ECB’s Schnabel: Stablecoin Growth Risks Dollar Dominance, Digital Euro Needed
Published on June 1, 2026
European Central Bank (ECB) board member Isabel Schnabel delivered a stark warning on Monday at the 2026 Bank of Korea International Conference in Seoul: the surging stablecoin market—now approaching $300 billion—risks entrenching US dollar dominance and amplifying the international transmission of US monetary policy, while euro-pegged stablecoins remain marginal. Her solution: accelerate the digital euro to preserve monetary sovereignty and financial stability.
Stablecoin Market Hits $300B, but Growth Moderates
Schnabel noted that the global stablecoin market cap has grown to nearly $300 billion, though growth has recently moderated. Tether’s USDT and Circle’s USDC together account for roughly 90% of the total market capitalization, and virtually all stablecoins in circulation are denominated in US dollars. This concentration creates network effects that reinforce the dollar’s already dominant role in global finance, Schnabel argued.
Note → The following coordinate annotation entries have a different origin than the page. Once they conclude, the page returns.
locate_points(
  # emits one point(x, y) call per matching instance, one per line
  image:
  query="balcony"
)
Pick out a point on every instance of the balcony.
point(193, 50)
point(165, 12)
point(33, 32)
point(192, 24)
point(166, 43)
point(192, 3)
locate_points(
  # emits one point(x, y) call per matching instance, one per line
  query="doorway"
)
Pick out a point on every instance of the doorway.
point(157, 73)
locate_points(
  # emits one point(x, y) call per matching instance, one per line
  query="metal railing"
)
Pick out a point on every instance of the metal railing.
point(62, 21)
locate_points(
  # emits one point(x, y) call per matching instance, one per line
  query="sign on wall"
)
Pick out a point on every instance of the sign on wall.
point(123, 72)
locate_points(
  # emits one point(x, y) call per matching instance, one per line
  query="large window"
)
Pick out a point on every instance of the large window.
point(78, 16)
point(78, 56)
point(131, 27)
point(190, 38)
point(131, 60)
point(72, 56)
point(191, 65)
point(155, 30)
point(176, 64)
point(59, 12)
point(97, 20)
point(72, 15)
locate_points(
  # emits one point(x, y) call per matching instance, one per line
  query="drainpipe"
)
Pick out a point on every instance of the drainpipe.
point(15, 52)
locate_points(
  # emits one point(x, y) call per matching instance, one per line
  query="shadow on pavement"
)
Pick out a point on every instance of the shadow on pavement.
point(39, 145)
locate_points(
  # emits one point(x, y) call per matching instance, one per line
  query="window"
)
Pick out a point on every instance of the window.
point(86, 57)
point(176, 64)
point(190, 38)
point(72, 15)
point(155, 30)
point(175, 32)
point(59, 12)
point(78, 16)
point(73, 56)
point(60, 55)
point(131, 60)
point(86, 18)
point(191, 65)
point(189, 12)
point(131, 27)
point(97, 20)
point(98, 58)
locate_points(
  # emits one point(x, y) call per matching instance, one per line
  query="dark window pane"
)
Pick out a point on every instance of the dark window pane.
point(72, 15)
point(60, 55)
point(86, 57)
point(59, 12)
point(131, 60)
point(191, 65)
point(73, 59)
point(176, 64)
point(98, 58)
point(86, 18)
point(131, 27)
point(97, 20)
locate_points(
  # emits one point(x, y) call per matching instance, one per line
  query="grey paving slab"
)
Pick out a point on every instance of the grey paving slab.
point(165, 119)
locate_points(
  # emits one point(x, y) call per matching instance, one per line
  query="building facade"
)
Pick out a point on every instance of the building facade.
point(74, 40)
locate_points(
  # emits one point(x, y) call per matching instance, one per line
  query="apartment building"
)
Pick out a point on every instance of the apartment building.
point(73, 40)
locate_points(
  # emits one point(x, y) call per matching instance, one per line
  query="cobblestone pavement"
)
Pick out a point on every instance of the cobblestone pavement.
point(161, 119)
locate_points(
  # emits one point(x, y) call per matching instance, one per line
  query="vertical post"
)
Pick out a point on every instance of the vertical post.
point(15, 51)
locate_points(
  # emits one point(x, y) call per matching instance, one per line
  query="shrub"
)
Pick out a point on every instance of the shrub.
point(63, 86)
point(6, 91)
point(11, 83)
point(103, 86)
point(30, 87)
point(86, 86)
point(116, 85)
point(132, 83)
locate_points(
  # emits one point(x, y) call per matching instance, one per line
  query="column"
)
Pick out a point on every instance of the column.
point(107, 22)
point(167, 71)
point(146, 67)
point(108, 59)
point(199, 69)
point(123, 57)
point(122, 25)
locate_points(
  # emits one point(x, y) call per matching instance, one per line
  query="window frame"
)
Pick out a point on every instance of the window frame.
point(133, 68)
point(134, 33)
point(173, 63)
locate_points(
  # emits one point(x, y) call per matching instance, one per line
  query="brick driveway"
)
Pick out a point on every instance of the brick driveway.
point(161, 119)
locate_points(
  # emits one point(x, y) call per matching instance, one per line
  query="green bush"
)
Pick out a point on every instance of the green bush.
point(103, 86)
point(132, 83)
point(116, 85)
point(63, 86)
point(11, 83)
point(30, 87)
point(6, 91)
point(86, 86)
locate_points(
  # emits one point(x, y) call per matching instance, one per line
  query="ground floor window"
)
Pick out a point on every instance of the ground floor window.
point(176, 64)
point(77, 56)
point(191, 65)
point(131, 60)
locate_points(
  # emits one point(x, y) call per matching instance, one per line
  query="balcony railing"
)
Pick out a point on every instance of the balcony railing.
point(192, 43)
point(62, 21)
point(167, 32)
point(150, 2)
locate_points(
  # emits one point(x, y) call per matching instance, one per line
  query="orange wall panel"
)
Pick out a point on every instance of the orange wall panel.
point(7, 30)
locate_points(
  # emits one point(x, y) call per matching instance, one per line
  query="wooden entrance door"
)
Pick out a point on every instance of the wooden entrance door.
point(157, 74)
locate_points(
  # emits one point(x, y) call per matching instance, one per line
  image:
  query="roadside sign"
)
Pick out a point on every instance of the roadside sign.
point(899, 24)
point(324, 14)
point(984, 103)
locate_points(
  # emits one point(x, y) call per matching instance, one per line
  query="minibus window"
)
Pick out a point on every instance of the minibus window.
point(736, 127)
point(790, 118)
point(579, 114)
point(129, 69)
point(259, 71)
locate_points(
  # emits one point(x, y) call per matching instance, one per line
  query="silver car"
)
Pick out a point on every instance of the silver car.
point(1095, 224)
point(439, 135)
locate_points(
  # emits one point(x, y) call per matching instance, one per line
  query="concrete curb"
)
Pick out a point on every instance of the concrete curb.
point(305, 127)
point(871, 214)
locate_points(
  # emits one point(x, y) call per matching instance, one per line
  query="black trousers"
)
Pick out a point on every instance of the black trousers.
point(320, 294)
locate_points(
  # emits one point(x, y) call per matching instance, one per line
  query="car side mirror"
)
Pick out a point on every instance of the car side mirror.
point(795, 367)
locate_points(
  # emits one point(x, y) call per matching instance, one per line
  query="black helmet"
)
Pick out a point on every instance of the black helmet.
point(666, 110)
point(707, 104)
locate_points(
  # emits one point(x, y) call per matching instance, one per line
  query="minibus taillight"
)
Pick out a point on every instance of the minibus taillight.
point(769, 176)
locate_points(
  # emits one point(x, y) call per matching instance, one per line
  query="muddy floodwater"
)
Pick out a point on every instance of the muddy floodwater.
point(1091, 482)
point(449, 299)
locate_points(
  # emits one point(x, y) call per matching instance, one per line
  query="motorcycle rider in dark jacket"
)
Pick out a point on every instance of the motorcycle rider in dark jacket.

“Dollar-denominated stablecoins risk reinforcing US dollar dominance through network effects, amplifying the international transmission of US monetary policy,” she said. The asymmetry is stark: while dollar-pegged stablecoins proliferate, euro-pegged stablecoins remain marginal, meaning European monetary policy could be increasingly influenced by US Federal Reserve decisions transmitted through these digital channels.
Financial Stability Vulnerabilities Identified
Beyond monetary policy implications, Schnabel highlighted classic stablecoin vulnerabilities: liquidity mismatches and the potential for runs driven by loss of trust in the quality of backing assets. These risks, she argued, extend beyond individual users or institutions to threaten monetary policy transmission and the broader international monetary order.
The warning comes as global equity markets hit new highs—the MSCI All Country World Index gained 0.2% on Monday, with Asian equities advancing 1.1% to an all-time high, led by tech indexes in South Korea, Taiwan, and Japan. Yet crypto markets have diverged from this rally, with Bitcoin falling 4.6% over the past week to $73,397 amid a record streak of ETF outflows. US spot Bitcoin ETFs recorded a tenth consecutive session of outflows on Friday, draining $2.97 billion between May 15 and May 29—the longest outflow streak since the products launched.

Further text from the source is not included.